Zaczęły się kolejne lata samotności. Te były o tyle gorsze, że wiedziałam już, co to towarzystwo. Nie chciałam powtórzyć tego samego błędu, więc przez długi okres czasu dusiłam w sobie chęć poznania kogoś. W końcu postanowiłam podjąć wyzwanie. To, co powstało, przerosło moje najśmielsze oczekiwania, ale efekt był niesamowity.
Zmieszałam wszystko co miałam w Janua i stworzyłam pierwszy portal, który prowadził do innego świata, również stworzonego przeze mnie. Żyły w nim istoty, które były w stanie zapanować nad różnymi zjawiskami, żywiołami, nad pogodą. Po prostu byli to bogowie.
Jedyny pojawiający się problem był taki, że nie żyli w Janua, tylko w Gottheimie, a przejście było jedno na cały ich świat. Żeby zarówno ułatwić im podróż w odwiedziny do mnie, ale też i utrudnić wejście niepowołanym osobom, sprawiłam, że przez bramę swojego świata można przejść tylko jeden raz do Janua i ewentualnie od razu wrócić, jak taką osobą odeślę z powrotem, bo będzie nieodpowiednia. Jeśli ktoś mi się spodoba, to otrzyma ode mnie smoka w prezencie, który będzie łącznikiem między światami i będzie na nim można swobodnie podróżować.

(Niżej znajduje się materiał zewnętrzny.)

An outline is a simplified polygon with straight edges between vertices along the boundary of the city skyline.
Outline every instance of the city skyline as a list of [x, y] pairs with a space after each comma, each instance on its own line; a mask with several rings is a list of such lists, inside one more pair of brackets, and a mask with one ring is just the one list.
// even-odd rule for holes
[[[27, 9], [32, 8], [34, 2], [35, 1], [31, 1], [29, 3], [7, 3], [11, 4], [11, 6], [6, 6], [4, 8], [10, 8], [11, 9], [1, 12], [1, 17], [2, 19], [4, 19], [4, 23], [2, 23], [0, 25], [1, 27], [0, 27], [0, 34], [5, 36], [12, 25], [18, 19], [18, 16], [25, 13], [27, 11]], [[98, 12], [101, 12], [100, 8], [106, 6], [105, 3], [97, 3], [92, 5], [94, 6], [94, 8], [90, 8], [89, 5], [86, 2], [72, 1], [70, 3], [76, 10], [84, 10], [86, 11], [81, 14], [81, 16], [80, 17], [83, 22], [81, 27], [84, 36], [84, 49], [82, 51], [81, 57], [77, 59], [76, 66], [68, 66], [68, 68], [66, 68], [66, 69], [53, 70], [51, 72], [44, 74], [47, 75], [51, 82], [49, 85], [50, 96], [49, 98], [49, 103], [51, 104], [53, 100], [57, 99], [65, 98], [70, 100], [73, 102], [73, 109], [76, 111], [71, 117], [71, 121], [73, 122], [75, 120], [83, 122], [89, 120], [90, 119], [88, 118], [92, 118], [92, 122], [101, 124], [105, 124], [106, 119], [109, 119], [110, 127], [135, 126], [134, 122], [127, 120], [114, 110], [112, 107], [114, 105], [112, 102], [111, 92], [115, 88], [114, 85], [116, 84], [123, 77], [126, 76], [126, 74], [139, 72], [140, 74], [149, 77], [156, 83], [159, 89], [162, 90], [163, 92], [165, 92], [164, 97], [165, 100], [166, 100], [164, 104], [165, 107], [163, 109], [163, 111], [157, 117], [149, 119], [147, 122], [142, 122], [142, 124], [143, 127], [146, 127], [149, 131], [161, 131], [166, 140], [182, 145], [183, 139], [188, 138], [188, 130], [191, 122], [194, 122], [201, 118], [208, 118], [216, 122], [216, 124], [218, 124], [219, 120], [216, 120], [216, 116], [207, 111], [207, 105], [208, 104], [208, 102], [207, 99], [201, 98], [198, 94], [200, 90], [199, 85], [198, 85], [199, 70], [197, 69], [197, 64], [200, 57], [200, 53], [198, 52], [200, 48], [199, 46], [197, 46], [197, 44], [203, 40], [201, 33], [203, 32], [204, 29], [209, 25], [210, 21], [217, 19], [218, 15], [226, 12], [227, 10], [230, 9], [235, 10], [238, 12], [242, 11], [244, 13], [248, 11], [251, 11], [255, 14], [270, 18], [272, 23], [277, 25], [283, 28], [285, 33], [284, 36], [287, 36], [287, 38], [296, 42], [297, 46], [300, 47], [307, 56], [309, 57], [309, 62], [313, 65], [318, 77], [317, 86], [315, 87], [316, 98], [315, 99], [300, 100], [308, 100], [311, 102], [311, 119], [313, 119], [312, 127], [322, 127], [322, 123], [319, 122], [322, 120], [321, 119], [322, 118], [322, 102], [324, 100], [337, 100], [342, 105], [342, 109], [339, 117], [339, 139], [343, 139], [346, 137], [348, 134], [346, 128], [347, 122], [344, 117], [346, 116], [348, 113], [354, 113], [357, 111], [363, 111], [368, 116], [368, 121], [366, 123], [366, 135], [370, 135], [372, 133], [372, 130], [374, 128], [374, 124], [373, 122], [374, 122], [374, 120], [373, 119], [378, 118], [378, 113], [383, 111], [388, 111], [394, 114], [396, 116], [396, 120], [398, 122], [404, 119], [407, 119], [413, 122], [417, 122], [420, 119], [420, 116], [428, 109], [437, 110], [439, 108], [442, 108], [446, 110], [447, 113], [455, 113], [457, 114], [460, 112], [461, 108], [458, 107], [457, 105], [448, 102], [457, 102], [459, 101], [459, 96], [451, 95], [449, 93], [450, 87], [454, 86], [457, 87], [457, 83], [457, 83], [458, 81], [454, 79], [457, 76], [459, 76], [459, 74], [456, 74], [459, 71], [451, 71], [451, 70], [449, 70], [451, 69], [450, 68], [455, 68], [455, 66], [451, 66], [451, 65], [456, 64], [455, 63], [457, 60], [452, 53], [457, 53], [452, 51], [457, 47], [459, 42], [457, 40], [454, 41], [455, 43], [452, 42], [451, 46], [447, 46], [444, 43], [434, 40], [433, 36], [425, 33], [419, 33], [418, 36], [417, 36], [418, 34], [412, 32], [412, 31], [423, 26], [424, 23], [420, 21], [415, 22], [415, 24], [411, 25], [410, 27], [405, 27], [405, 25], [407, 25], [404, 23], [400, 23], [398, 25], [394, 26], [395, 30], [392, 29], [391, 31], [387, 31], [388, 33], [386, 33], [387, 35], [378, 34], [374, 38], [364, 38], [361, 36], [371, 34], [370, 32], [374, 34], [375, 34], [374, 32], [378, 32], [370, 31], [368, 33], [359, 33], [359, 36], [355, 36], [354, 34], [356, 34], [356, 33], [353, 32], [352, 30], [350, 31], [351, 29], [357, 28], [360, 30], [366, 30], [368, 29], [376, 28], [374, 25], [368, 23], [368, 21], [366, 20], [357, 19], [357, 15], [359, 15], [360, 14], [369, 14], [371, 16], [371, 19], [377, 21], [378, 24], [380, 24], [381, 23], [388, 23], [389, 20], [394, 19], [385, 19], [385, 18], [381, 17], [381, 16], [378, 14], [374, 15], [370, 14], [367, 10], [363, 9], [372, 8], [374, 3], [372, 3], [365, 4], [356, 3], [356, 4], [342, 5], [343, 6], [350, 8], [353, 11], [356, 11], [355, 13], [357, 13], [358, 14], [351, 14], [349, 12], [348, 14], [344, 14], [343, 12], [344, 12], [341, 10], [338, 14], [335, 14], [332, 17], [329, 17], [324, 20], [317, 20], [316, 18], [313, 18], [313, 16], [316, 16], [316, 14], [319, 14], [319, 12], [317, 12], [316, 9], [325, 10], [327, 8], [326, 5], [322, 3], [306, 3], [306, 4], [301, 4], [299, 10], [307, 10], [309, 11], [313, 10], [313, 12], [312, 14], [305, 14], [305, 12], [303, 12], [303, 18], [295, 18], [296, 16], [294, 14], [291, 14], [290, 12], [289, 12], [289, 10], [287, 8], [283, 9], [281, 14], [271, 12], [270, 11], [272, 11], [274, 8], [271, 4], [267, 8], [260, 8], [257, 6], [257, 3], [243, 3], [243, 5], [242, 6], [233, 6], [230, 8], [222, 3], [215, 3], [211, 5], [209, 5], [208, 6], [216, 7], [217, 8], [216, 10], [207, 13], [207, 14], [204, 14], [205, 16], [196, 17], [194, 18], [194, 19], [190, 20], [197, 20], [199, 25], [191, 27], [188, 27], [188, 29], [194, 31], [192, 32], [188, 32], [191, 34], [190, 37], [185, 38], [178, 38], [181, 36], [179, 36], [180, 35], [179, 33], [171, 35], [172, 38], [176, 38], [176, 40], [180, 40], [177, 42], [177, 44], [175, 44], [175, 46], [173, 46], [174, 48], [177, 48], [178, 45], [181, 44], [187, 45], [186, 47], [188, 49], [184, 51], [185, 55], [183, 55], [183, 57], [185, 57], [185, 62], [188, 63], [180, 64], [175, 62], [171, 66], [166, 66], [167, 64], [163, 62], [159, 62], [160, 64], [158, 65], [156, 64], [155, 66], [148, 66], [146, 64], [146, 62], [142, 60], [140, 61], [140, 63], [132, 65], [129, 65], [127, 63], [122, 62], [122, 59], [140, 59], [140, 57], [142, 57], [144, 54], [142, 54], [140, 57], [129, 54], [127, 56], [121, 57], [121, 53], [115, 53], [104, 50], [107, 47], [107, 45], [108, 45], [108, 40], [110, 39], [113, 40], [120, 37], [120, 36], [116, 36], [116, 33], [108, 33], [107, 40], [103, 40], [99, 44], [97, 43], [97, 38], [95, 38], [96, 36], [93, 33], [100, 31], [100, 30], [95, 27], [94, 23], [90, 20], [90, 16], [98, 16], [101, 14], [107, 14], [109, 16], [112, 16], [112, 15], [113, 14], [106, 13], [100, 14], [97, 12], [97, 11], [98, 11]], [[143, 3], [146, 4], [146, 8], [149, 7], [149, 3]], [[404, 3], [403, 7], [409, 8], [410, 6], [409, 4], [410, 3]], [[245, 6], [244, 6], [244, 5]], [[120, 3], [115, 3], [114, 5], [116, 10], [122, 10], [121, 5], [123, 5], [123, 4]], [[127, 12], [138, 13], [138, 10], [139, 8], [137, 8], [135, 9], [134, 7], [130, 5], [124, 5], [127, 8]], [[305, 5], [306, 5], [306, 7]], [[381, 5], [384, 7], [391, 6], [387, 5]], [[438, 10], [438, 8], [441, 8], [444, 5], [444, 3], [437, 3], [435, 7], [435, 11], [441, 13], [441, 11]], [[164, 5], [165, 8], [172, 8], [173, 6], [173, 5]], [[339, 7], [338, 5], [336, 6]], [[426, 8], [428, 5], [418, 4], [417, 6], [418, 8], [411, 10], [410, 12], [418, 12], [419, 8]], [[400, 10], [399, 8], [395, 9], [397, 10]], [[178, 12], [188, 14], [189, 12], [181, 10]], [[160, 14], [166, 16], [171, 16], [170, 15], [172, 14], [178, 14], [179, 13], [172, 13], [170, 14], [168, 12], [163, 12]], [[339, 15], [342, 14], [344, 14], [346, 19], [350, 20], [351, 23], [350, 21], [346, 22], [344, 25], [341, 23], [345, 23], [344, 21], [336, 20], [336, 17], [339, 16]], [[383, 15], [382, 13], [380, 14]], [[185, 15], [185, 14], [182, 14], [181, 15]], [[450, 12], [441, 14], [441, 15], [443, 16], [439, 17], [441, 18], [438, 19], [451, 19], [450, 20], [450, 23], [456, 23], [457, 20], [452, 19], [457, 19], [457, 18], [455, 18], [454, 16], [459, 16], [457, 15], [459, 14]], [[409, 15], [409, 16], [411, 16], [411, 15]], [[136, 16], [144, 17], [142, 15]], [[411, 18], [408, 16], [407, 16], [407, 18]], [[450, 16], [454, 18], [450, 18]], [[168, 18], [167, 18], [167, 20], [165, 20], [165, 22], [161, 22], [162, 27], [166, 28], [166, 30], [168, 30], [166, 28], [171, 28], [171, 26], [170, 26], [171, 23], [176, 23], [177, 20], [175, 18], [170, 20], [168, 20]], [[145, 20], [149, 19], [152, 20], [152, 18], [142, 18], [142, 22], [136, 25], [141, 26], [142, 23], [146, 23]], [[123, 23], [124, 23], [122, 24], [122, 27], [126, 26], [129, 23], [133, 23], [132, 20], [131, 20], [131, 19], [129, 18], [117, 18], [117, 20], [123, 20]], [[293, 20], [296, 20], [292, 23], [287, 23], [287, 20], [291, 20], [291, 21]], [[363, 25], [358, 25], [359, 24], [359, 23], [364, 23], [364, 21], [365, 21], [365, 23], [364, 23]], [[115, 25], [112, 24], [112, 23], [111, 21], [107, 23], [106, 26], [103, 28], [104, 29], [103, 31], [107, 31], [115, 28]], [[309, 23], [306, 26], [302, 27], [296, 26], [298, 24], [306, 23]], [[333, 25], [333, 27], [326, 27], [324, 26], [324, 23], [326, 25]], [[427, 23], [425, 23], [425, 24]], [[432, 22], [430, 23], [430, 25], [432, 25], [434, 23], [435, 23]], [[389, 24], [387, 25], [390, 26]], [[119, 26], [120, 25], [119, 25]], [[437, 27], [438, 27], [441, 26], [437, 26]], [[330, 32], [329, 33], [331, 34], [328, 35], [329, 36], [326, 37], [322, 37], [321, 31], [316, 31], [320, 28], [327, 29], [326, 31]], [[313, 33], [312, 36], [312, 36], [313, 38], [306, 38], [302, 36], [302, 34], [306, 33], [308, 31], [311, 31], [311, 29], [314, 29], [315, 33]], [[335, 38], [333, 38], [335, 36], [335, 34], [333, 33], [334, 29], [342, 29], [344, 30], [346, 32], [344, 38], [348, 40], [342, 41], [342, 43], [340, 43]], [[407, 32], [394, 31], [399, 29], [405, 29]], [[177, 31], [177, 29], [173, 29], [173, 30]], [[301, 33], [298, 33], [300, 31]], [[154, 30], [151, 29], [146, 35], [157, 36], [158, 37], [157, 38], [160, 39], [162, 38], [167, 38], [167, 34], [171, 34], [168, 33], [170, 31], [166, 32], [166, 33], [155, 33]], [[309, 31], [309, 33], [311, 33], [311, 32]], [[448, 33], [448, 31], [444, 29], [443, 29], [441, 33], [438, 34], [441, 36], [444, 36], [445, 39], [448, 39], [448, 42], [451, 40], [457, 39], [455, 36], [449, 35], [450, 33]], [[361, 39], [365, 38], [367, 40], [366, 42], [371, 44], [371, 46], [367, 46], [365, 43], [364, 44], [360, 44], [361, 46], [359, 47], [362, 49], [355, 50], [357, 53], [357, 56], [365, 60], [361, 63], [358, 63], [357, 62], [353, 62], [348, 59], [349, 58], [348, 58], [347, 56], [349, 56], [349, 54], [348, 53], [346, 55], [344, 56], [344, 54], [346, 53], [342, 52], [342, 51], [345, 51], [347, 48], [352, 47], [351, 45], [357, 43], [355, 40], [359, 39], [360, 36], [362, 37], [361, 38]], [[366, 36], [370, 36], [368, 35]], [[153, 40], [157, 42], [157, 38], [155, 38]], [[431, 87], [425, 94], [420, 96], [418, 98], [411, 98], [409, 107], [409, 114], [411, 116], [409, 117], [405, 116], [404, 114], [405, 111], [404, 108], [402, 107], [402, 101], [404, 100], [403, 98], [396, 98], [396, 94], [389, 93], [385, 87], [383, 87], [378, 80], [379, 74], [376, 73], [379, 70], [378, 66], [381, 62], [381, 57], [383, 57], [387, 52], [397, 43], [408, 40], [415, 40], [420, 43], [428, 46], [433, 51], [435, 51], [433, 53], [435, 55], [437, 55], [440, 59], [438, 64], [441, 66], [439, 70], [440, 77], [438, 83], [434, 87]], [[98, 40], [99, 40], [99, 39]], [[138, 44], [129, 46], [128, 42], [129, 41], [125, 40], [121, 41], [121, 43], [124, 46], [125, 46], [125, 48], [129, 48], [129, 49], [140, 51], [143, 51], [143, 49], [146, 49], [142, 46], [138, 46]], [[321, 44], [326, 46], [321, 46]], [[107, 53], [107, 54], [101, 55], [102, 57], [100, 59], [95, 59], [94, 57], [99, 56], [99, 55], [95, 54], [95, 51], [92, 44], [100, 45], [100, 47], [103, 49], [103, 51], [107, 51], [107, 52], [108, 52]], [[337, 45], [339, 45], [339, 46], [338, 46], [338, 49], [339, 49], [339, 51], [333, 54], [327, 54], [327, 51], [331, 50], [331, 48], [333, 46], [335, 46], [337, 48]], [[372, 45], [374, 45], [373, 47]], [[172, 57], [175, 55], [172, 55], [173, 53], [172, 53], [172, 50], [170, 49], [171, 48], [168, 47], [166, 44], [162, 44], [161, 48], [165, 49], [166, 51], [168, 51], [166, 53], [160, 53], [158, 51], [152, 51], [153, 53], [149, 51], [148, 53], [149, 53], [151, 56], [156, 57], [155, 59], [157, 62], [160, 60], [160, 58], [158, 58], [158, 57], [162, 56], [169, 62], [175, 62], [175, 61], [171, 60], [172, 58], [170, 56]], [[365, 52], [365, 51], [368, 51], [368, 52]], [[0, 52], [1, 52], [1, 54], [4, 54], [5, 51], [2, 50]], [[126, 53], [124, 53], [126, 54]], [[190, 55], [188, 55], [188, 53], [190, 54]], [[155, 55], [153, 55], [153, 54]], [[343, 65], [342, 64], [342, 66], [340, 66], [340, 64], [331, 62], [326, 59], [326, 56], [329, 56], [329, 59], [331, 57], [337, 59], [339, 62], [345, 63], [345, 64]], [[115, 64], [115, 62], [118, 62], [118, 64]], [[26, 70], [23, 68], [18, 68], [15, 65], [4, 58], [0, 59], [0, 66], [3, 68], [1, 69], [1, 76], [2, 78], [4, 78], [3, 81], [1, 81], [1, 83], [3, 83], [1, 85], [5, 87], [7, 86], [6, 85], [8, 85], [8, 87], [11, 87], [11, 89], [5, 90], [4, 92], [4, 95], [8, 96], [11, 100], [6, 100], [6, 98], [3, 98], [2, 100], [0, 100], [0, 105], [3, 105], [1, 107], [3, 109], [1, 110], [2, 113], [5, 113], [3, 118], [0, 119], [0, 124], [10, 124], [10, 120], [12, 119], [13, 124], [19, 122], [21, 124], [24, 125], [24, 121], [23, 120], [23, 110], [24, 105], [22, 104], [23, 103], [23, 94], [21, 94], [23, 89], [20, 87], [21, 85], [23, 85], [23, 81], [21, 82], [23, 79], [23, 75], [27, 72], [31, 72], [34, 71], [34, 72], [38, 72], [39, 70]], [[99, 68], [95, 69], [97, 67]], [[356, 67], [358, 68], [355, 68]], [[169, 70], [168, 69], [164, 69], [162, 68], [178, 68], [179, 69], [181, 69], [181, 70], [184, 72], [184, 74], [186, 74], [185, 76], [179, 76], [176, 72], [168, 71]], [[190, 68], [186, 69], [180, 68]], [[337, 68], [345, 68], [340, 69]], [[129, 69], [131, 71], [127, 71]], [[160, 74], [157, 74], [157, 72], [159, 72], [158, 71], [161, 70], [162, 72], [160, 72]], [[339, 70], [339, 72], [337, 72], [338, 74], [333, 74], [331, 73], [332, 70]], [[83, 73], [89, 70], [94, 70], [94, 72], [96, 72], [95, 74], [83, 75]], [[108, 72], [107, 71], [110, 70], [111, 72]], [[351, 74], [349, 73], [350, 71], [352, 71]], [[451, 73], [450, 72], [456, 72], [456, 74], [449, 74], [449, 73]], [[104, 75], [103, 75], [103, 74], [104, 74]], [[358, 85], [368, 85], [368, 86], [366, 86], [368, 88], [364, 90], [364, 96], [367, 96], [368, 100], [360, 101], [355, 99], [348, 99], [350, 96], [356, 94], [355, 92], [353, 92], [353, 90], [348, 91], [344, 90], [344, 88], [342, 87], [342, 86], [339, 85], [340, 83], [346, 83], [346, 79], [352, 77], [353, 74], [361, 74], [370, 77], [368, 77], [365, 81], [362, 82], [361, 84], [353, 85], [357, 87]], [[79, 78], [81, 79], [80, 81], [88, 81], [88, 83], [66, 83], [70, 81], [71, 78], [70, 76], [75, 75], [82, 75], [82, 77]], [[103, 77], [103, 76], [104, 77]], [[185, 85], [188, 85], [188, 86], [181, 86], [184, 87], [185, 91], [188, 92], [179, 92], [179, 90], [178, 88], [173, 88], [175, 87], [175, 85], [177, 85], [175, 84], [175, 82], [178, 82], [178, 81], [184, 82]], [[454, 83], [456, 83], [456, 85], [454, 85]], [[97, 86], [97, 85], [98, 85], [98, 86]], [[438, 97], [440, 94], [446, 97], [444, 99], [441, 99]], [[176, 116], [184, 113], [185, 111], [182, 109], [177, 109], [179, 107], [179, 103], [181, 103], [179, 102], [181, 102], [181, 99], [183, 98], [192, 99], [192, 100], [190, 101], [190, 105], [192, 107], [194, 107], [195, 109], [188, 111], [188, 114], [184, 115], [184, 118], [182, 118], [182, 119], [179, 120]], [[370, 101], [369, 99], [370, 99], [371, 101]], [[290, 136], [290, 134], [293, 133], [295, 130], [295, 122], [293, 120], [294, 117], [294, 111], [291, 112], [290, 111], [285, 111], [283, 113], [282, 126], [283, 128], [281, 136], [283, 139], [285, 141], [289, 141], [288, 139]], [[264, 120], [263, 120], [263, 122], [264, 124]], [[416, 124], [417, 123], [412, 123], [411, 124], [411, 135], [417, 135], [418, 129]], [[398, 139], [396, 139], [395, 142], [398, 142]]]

Mój plan się sprawdzał przez kolejne lata. Smoki mieli tylko wybrani bogowie i wszystko się dobrze układało. Tak dobrze, że postanowiłam nawet stworzyć kolejne światy z kolejnymi Januariami - bramami. Powstawało ich tysiące z różnymi istotami - ludźmi, elfami, krasnoludami, demonami, strzygami i innymi.